Development within the local retail centres of Front Street, Station Terrace/ Langholm Road and St Bede’s, as defined on the policies map and Map 2 of Annex 3 to the Plan, will be supported where it strengthens the vitality and viability of the area. Applicants will be required to demonstrate that the development would:
a. Not have an unacceptable impact on residential amenity, an assessment of this will include matters such as opening hours, noise, odours and the management of waste;
b. Have appropriate access and car parking provision;
c. Not have a detrimental impact on the appearance and the environment of the local centre; and
d. Retain historic shopfronts. Proposals to replace or install new shopfronts should reflect the architectural style, scale, proportions, materials and colour of both the host building and surrounding area
The South Tyneside Town and District Use Needs Study (2018) was informed by a telephone survey of households to establish current retail and leisure expenditure patterns. This confirmed that East Boldon is a popular destination. The emerging local plan only identifies one part of the village, Station Terrace, as a local centre. However, retail and other important services are provided in three key clusters within the village: Front Street, Station Terrace/ Langholm Road and St Bede’s. These areas are therefore proposed for allocation as local retail centres.
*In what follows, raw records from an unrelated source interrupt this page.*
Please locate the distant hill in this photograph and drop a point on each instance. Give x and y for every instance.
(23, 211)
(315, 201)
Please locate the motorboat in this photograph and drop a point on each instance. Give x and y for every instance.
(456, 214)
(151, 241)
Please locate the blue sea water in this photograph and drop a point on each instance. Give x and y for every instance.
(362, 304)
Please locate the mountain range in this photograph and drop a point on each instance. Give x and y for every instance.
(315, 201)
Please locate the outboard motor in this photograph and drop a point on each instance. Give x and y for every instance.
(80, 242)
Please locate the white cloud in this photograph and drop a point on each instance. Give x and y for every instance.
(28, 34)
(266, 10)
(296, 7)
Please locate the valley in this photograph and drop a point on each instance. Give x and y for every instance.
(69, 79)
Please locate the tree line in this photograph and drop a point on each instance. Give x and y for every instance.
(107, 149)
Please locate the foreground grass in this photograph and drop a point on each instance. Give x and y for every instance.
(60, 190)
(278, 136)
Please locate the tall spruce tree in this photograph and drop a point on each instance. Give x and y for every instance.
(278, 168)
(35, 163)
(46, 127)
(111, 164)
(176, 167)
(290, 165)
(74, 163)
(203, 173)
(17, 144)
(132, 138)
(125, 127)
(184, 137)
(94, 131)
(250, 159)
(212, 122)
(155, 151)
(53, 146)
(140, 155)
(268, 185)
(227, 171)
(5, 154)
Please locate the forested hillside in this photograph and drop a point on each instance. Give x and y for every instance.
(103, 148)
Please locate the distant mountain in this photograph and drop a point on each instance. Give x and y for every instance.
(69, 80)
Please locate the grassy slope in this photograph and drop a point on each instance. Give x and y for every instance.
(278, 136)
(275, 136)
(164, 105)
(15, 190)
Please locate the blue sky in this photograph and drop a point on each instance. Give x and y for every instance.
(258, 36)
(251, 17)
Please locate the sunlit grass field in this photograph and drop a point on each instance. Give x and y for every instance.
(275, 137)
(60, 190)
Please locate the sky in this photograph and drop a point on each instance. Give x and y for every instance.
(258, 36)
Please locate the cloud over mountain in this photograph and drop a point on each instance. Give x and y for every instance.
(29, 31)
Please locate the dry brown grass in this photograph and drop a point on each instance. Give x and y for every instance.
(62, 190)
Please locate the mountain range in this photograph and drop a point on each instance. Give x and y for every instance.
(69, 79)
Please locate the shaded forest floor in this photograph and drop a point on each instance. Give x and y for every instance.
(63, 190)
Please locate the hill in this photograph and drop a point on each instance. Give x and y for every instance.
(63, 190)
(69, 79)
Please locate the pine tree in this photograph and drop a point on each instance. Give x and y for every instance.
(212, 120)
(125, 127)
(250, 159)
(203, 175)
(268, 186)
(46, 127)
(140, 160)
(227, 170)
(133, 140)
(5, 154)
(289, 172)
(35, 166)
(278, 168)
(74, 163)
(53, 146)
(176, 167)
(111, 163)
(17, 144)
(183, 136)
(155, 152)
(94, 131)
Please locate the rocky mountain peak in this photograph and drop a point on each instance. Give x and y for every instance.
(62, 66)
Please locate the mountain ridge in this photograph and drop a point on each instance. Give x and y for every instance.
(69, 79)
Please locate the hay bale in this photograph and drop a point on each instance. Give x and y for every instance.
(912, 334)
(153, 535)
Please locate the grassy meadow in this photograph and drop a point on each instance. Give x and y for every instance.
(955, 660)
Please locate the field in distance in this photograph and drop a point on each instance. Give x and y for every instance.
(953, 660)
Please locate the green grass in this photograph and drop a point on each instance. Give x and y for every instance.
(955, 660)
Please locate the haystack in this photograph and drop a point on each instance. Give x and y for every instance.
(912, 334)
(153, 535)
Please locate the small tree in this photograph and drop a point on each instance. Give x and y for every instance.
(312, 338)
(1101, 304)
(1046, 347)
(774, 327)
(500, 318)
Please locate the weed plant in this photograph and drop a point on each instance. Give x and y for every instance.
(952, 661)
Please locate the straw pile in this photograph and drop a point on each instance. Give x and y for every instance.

Front Street includes a convenience store, butchers, hairdressers as well as pubs and a club. These important facilities are interspersed with residential properties. Station Terrace/ Langholm Road includes two convenience stores, café, bakery, chemist, two estate agents, clothes shop, flower shop, health and beauty and a complementary therapy clinic. St Bede’s is the smallest of the three and includes a delicatessen, restaurant, bathroom showroom, café and physiotherapist.
As all of the areas are close to/ interspersed with residential development, it is essential that any further developments within the area do not have an unacceptable impact on residential amenity. In addition, it is critical that new development does not add to the current parking problems within the area and is of an appropriate design. Furthermore, given the wealth of historic shopfronts within the area, as identified within the East Boldon Design Code, it is vital that proposals which would involve the replacement of existing shop fronts or the creation of new, are appropriate.
Policy EB11 therefore supports new development within the three local retail centres where it protects the vitality and viability of the area, protects residential amenity, does not exacerbate current parking issues and is an appropriate design. The policy also seeks to resist the loss of important local services and convenience retail within these areas. It therefore supports the delivery of plan objectives 1, 2, 4, 6 and 8.